Parents fault teachers on autism awareness

Parents fault teachers on autism awareness

By KATE WALSH

Oct. 9, 2013, 5:03 a.m.

Two-thirds of parents with a teenager with autism spectrum disorder don’t believe educators are well informed about the condition, a report from Autism Spectrum Australia has found.

The We Belong Too report, released today, found teenagers with ASD needed more support in the classroom dealing with issues such as stress and bullying.

It surveyed 100 students aged between 12 and 17 on the high-functioning end of the ASD spectrum and 65 parents of a teenager with ASD. Most children in the survey attended mainstream schools.

Almost three-quarters of the students said they had difficulty concentrating in class and over 60 per cent said they needed more support completing their homework and in-class work.

While only 49 per cent of parents thought their child needed more support developing concentration skills, 66 per cent didn’t think teachers knew enough about ASD.

Dr Debra Costley, director of Aspect Practice for Autism Spectrum Australia and lead researcher on the report, said it was surprising how open students were about needing extra assistance.

“I was hoping things would have improved with this group because we have done a lot of work with school teachers and schools to give them information and support, so to find young people are still telling us they are struggling in schools is quite interesting,” she said.

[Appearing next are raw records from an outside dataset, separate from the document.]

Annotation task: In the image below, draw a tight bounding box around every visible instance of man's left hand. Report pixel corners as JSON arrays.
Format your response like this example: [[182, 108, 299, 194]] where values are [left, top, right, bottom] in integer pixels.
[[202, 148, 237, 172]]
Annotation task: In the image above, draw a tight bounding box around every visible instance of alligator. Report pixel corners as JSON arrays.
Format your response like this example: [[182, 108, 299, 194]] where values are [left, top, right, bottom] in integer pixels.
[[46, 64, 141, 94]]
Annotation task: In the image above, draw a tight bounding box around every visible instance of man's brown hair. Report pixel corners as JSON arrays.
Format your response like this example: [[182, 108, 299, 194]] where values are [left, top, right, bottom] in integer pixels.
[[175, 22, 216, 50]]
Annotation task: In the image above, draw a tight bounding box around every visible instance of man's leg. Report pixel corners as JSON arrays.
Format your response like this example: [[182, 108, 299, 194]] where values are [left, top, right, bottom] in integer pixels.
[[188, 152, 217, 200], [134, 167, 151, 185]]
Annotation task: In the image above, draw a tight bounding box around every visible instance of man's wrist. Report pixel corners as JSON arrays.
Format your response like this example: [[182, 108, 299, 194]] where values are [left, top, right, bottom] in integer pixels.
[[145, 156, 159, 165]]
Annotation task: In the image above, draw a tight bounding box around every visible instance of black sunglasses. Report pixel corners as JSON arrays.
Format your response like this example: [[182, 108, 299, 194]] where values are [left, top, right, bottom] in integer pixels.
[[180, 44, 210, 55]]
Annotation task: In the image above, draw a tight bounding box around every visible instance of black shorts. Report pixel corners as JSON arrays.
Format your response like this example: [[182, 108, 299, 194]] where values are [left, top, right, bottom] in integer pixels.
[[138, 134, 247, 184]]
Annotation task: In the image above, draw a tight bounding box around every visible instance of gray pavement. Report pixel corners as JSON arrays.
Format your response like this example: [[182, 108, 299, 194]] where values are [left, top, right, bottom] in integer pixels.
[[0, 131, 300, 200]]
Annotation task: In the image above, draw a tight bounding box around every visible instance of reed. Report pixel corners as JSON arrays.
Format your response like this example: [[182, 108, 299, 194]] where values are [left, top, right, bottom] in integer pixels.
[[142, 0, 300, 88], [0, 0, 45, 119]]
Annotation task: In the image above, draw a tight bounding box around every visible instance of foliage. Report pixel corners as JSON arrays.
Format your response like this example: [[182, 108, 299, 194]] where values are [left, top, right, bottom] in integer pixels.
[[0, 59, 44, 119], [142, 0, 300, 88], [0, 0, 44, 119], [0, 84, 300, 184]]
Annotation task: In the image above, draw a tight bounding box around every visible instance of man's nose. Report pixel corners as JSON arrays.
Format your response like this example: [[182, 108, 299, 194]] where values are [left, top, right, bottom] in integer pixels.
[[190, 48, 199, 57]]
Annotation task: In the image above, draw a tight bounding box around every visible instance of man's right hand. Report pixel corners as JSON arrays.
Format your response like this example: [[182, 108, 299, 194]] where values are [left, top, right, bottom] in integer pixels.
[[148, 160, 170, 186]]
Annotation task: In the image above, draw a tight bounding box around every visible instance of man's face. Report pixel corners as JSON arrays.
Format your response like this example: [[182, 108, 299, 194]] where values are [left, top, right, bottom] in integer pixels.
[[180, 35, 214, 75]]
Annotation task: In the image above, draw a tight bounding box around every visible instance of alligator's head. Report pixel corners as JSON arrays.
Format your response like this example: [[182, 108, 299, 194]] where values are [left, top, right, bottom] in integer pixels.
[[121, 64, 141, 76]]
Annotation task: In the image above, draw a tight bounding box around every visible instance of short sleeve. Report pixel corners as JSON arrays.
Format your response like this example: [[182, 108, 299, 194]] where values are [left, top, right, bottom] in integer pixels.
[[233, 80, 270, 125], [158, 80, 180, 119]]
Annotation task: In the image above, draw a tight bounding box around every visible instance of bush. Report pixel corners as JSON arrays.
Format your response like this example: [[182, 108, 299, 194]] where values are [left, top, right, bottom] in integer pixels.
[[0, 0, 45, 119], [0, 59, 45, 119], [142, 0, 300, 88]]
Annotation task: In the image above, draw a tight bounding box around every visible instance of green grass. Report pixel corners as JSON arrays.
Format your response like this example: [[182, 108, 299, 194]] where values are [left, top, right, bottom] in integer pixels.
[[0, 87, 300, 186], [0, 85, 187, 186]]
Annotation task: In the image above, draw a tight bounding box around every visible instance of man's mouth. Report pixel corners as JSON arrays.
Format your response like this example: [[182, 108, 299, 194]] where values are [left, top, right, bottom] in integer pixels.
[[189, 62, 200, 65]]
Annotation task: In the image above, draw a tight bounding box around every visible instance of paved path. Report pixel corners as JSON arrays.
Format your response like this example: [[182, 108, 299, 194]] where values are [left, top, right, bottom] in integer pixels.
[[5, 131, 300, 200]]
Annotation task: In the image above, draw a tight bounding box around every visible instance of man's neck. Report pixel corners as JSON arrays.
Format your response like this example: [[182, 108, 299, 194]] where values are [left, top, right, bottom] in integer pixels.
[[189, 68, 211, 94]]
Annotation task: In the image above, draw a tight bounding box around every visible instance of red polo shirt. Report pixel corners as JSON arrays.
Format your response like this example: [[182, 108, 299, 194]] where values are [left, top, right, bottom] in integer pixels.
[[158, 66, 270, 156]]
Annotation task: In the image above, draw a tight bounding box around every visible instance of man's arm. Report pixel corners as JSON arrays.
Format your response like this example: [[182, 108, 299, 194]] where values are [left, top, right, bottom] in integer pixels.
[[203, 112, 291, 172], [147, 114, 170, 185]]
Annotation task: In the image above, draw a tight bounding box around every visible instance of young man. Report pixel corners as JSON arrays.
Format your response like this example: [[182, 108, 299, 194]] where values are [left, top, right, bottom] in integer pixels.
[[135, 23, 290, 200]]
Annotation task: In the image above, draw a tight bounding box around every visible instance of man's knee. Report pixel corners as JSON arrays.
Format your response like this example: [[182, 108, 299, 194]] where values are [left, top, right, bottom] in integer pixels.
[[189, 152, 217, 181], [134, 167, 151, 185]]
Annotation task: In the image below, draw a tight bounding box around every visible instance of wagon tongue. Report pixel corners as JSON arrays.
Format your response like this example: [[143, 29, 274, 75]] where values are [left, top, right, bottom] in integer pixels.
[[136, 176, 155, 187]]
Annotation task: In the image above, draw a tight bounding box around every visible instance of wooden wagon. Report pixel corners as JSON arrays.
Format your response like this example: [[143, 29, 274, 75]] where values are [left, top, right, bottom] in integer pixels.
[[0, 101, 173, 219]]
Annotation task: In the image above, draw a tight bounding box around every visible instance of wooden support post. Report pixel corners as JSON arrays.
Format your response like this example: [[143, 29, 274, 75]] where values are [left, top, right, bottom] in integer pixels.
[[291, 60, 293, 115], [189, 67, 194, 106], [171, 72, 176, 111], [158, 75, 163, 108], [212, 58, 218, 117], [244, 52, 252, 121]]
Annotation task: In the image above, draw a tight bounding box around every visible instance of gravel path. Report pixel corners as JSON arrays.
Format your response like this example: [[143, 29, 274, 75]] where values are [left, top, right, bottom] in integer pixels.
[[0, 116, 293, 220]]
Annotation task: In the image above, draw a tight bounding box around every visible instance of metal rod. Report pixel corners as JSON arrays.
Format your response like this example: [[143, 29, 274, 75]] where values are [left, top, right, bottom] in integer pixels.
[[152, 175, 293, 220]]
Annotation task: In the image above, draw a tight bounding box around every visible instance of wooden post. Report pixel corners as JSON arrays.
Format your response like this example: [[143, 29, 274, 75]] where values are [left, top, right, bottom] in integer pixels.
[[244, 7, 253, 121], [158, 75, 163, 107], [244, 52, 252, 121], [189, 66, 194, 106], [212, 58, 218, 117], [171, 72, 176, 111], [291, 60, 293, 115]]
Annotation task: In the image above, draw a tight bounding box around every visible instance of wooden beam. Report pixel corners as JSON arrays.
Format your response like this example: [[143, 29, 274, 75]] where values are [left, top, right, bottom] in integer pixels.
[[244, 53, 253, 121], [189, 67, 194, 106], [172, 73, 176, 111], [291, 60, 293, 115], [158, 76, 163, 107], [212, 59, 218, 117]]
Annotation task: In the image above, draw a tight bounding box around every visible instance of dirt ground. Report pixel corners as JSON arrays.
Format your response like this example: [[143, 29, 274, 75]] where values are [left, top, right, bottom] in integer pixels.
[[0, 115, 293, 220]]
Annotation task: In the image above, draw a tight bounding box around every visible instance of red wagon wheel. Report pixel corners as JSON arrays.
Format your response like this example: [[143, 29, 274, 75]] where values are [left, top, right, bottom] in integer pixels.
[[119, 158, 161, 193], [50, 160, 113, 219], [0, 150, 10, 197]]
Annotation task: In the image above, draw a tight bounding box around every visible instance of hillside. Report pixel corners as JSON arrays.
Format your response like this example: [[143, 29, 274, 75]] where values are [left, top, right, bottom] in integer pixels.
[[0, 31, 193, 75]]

“That’s why it’s really important to ask these students what their views are, because if we just asked their parents we would get a different answer.”

Stress was the number one mental health concern for the students and more than half said they needed extra help to deal with bullying and discrimination. Close to 60 per cent said they needed more support making friends, but a common comment was that their friendships were the best part of school.

Bruce Rowles, principal at Aspect South Coast School, said while he wasn’t surprised teenagers with ASD wanted more assistance in and out of the classroom, mainstream schools worked hard to provide all students with a supportive environment.